Há dois anos eu comecei uma experiência de produzir meus desenhos mais por conta própria, essa produção mais independente e autoral minha. E aí chegou esse convite de Américo Santos, diretor do Festival de Cinema Luso-Brasileiro de Santa Maria da Feira, em Portugal. Foi aí que parei para olhar que eu tinha feito tantos cartazes e que já tinham se passado 10 anos. Eu não estava contabilizando, eu estava fazendo. Então tem um caráter de retrospectiva e tem uma vontade de, através desses cartazes, falar um pouco sobre 10 anos de produção do cinema independente brasileiro. É um recorte bastante específico, mas expressivo. E calhou de ser um momento em que exatamente essa produção mais independente está sob ameaça, com o presidente falando sobre extinguir a Ancine ou querer colocar condições para que tipo de filme pode ser feito. Poder olhar o conjunto de filmes que esses cartazes representam, tão diversos e de diferentes lugares do Brasil, nesse momento, foi bom. Foi como um testemunho histórico também.

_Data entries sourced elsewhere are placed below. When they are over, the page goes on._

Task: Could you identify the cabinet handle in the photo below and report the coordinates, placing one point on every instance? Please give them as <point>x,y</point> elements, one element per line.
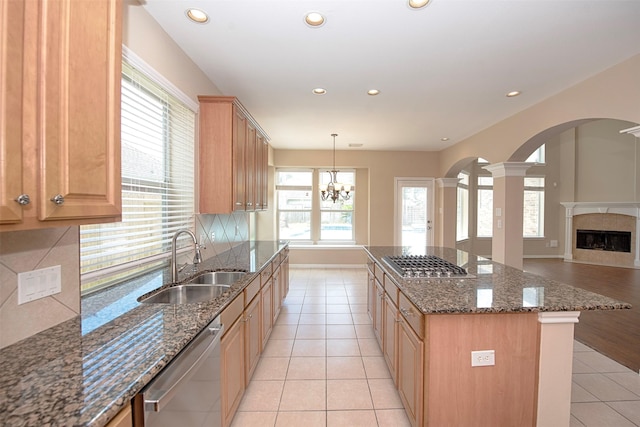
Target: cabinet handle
<point>58,199</point>
<point>406,312</point>
<point>23,199</point>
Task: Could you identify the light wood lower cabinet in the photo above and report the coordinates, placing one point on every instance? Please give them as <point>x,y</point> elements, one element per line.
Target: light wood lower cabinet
<point>377,310</point>
<point>410,373</point>
<point>277,292</point>
<point>253,338</point>
<point>232,372</point>
<point>251,318</point>
<point>267,311</point>
<point>390,332</point>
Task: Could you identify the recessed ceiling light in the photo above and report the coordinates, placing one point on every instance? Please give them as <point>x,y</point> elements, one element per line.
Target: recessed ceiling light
<point>197,15</point>
<point>314,19</point>
<point>418,4</point>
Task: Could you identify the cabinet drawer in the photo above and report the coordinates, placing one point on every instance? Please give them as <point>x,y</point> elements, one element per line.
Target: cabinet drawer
<point>371,265</point>
<point>251,290</point>
<point>232,312</point>
<point>265,274</point>
<point>412,315</point>
<point>391,289</point>
<point>379,273</point>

E como será a mostra em Belo Horizonte?

Vai ser maior do que a de Portugal porque a gente também vai expor alguns desenhos originais, entre 15 e 20, e isso amplia um pouco a exposição para além do produto gráfico que é o cartaz. Mostra o processo que tem atrás, desse desenho feito a mão, artesanal, no papel.

Parte expressiva do cinema independente brasileiro feito nos últimos anos passou pela sua mão. Há alguma coisa que una esses filmes? O que diz essa geração?

Isso que eu estou chamando de cinema independente talvez seja o que una esses filmes, porque é algo feito de um jeito muito livre, que tem a criação artística no centro da produção, determinando as escolhas do que o filme vai ser. É um ambiente muito apaixonado. Eu trabalhei em projetos que envolvem muita paixão e muita luta, porque não tem muito dinheiro. Cada um desses filmes realmente era o sonho das pessoas que estavam envolvidas. Categoricamente, dá para afirmar isso: cada filme desses envolve um sonho imenso.

*O cartaz de “Animal Político” é uma parceria com Raul Lunna

Vislumbres de Uma História de Cinema — Cartazes por Clara Moreira. De 30 de agosto a 30 de setembro. Palácio das Artes — Fundação Clóvis Salgado: Av. Afonso Pena 1537, Centro — Belo Horizonte — Minas Gerais.